FREMONT, CA: Digital health innovation is increasingly focused on tackling current concerns. Numerous technologies have demonstrated promise in treating disorders that are frequently treated using neuromodulation therapy. These enabling technologies are discussed in detail below, along with examples of their applications.
Gamification
Gamification enhances the maintenance of neuromodulation therapy by engaging patients and providing objective data about their status. Numerous AndroidTM and iOS applications combine gaming aspects with helping manage motor and cognitive symptoms linked with Parkinson's disease. Patients' motor symptoms are monitored using games that require finger tapping, walking, and speaking. Additionally, gamification applications track mental health and cognitive symptoms to enhance memory, attention, and problem-solving abilities. The Food and Drug Administration (FDA) recently approved the first digital treatment based on a game to treat youngsters with attention deficit and hyperactivity disorder (ADHD). This demonstrates the evolving paradigm and increasing cultural acceptance of digital solutions.

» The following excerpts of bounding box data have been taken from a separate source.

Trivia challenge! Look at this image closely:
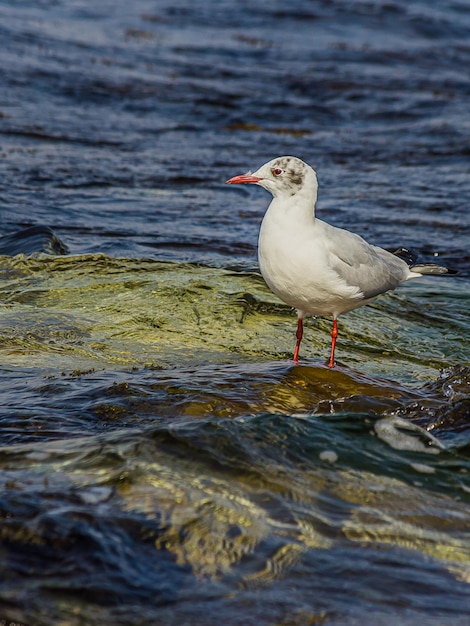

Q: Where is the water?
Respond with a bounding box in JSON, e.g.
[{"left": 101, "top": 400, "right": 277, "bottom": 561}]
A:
[{"left": 0, "top": 0, "right": 470, "bottom": 626}]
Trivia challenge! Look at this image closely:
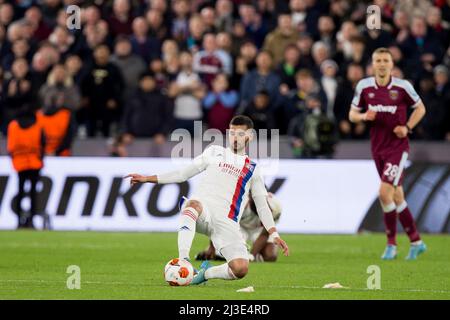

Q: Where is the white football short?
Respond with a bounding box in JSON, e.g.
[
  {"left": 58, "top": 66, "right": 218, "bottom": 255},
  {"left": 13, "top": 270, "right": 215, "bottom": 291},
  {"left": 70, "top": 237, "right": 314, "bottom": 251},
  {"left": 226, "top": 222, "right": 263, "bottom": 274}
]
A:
[{"left": 181, "top": 198, "right": 249, "bottom": 262}]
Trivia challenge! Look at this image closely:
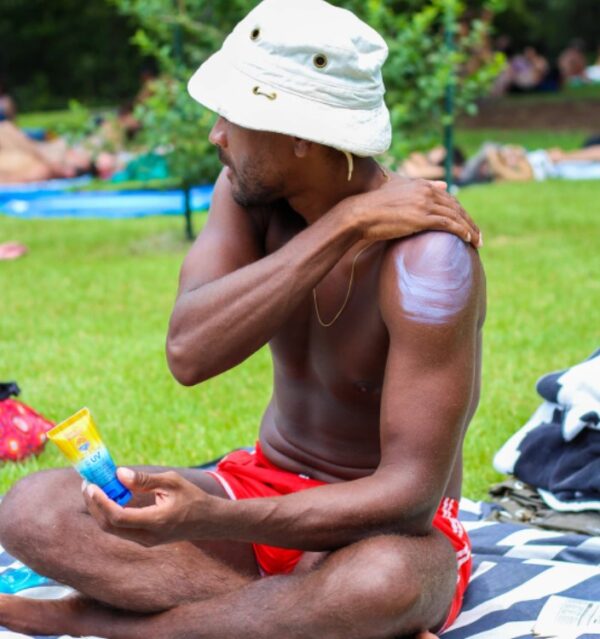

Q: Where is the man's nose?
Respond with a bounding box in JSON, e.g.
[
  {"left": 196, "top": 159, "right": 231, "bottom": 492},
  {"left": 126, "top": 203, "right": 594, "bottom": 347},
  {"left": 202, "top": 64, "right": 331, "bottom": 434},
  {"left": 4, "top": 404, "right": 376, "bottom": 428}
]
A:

Existing commercial virtual reality gaming systems, such as the Nintendo WiiTM and the X-Box KinectTM, can be used to strengthen gait and balance in people with mobility impairments. Numerous platforms have already been established for exergaming, which requires players to move in response to gamified on-screen duties. Finally, immersive systems create a realistic environment for symptom tracking that may be implemented into a game.
Gamification aims to alleviate some of the stress associated with therapy maintenance while also giving possibilities for rehabilitation. As this field advances, applications will be able to recommend individualized work levels through a combination of machine learning (ML) and artificial intelligence (AI) capabilities. This patient-centered approach has the potential to boost involvement and result in improved therapeutic outcomes.
Computational Medicine
Any healthcare paradigm's ultimate goal should be to improve patients' lives. Frequent consultations and real-world data collecting become possible using the technology indicated above. However, the discipline must still agree on using data and subsequent predictions and personalizing interventions while considering comorbidities.
Computer medicine is the process of improving diagnostic and treatment approaches using insights from computational models. One technique in computational medicine is to employ data analytics and control theory models to elicit the desired reaction from the system. Certain comorbid conditions may also act as predictors of symptoms. For instance, pain patients frequently experience sleep disturbances. Early adoption of wearables that assess sleep quality may aid in symptom prediction. Following spinal cord stimulation (SCS), these parameters can be examined constantly to determine the clinical response objectively. This data can develop a simple phenomenological model to simulate reactions found in a healthy system, where non-noxious stimuli normally do not induce pain. Eventually, this model will deliver programming recommendations based on patient-specific data.